Escudo en un vestido



Blake

Con cuatro horas de sueño y medio café en el estómago —porque no me alcanzó para preparar una taza entera—, afronto el sábado. Dejo la autocaravana para esperar por el coche de mi madre. Si tuviera dinero para la gasolina, una bicicleta o la oficina quedara cerca, iría por mi cuenta, pero es el único capricho que le permito darme.

Hay un par de chicas que parecen regresar de una fiesta, pero luego, la zona está desolada. No son muchos los que osan salir en épocas de exámenes.

No entiendo cómo es que me mantengo en posición vertical. Anoche, el sueño no llegaba, pero parte es mi culpa por quedarme pintando. Cualquier artista sabe lo que es caer en las garras de la obsesión, ceder ante la tentación de la imaginación, y aceptar el desafío de trasladar vida del mundo interno al externo. Quedé atrapado entre el lienzo y mis recuerdos, me perdí en algún lugar que tiene boleto de ida, pero que no te asegura uno de vuelta.

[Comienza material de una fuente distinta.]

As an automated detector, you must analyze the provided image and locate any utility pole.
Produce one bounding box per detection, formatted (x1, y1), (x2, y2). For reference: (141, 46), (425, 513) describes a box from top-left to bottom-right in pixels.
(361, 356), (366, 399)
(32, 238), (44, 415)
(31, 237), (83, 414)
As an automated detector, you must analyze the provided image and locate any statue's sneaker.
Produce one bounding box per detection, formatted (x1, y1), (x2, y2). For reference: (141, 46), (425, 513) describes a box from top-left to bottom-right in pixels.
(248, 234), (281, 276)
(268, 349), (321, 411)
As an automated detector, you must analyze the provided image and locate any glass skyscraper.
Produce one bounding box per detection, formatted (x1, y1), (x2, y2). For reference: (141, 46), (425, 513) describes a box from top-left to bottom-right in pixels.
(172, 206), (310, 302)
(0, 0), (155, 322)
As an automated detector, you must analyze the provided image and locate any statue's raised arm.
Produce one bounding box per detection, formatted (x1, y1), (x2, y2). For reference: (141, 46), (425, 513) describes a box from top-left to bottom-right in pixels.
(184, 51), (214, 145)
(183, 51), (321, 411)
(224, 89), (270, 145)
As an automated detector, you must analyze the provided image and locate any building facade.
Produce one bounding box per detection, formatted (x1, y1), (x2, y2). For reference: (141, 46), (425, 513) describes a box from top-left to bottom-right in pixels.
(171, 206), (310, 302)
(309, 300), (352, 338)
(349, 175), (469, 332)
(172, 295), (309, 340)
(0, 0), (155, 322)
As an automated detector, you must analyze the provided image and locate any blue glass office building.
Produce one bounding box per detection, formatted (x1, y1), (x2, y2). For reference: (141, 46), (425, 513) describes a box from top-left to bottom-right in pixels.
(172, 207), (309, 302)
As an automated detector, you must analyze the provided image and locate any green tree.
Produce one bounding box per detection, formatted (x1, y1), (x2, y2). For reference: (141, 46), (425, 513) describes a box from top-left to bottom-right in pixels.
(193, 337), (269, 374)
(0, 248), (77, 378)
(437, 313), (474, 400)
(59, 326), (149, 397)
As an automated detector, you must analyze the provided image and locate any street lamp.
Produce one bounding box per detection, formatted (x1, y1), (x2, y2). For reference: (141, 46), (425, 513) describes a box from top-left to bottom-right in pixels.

Como si la invocara, Zoe sale a tropezones de Los Hígados, envuelta en un vestido floreado y un delgado abrigo de lana. Lleva los borceguíes desatados y arrastra una cartera por el piso. Tantea, somnolienta, el pórtico hasta que se clava el manubrio de una bicicleta en el estómago y la arrastra por los escalones mientras bosteza.

Se da cuenta de que la estoy mirando y trata de esconder el bostezo.

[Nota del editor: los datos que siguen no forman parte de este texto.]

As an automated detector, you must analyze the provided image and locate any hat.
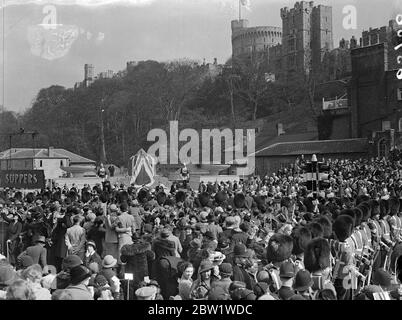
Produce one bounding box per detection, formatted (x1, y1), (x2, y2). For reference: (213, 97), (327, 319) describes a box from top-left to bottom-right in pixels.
(293, 270), (313, 292)
(86, 241), (97, 249)
(234, 243), (252, 258)
(102, 255), (117, 269)
(94, 274), (108, 287)
(69, 265), (91, 285)
(373, 269), (392, 289)
(266, 234), (294, 263)
(135, 286), (157, 300)
(190, 239), (202, 249)
(160, 228), (170, 238)
(304, 238), (331, 273)
(279, 261), (295, 278)
(225, 216), (237, 228)
(333, 215), (354, 242)
(219, 263), (233, 275)
(211, 251), (225, 263)
(200, 211), (209, 222)
(0, 264), (17, 286)
(208, 286), (229, 300)
(198, 261), (215, 274)
(204, 231), (215, 240)
(62, 255), (83, 270)
(109, 204), (118, 211)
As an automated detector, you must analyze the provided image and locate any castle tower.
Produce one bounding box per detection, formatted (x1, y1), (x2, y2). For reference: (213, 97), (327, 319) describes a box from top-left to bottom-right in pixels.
(280, 1), (333, 77)
(84, 64), (94, 87)
(231, 19), (282, 58)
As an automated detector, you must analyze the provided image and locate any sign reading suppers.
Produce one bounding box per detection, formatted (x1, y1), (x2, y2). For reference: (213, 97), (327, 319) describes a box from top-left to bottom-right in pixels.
(0, 170), (45, 189)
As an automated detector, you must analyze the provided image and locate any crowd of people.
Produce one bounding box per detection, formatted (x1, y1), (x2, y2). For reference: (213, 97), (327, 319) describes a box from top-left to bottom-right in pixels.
(0, 156), (402, 300)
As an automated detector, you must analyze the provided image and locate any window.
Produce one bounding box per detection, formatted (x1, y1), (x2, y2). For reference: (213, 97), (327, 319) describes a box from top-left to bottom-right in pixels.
(397, 88), (402, 101)
(378, 139), (387, 158)
(39, 160), (43, 167)
(60, 160), (64, 166)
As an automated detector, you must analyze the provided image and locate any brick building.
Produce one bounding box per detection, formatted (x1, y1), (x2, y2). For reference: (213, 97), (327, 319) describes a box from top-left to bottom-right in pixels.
(349, 41), (402, 157)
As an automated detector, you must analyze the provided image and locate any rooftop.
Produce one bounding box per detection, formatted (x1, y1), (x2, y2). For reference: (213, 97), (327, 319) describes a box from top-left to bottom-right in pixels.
(254, 138), (368, 157)
(0, 148), (96, 164)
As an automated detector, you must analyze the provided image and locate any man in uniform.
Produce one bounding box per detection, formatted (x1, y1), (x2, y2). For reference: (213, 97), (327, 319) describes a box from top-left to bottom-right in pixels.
(331, 214), (355, 300)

—Demasiado tarde. Ya vi tu úvula, tu lengua y hasta lo que desayunaste.

—Lo siento y buenos días para ti también. —Se rinde y deja caer su brazo con una sonrisa.

Ella apoya la bici en su cadera mientras se recoge el cabello en un moño alto, dejando a propósito varios mechones sueltos para que cubran su cicatriz.

Me acerco con las manos escondidas en los jeans:

—¿Qué tal tu primera noche en…?

—¡Mal día para usar vestido! —chilla cuando la brisa le sube la falda.

Una de sus manos se dispara a su entrepierna y la otra a su trasero. La bicicleta rebota contra el asfalto y me debato entre levantarla o apartar la mirada al percibir la vergüenza en su risa. Opto por lo segundo mientras reprimo una sonrisa que no sé en qué momento quiso manifestarse. Una vez que el viento deja de intentar mostrarme en qué nalga dijo que se tatuaría mi mural, alcanzo la bici.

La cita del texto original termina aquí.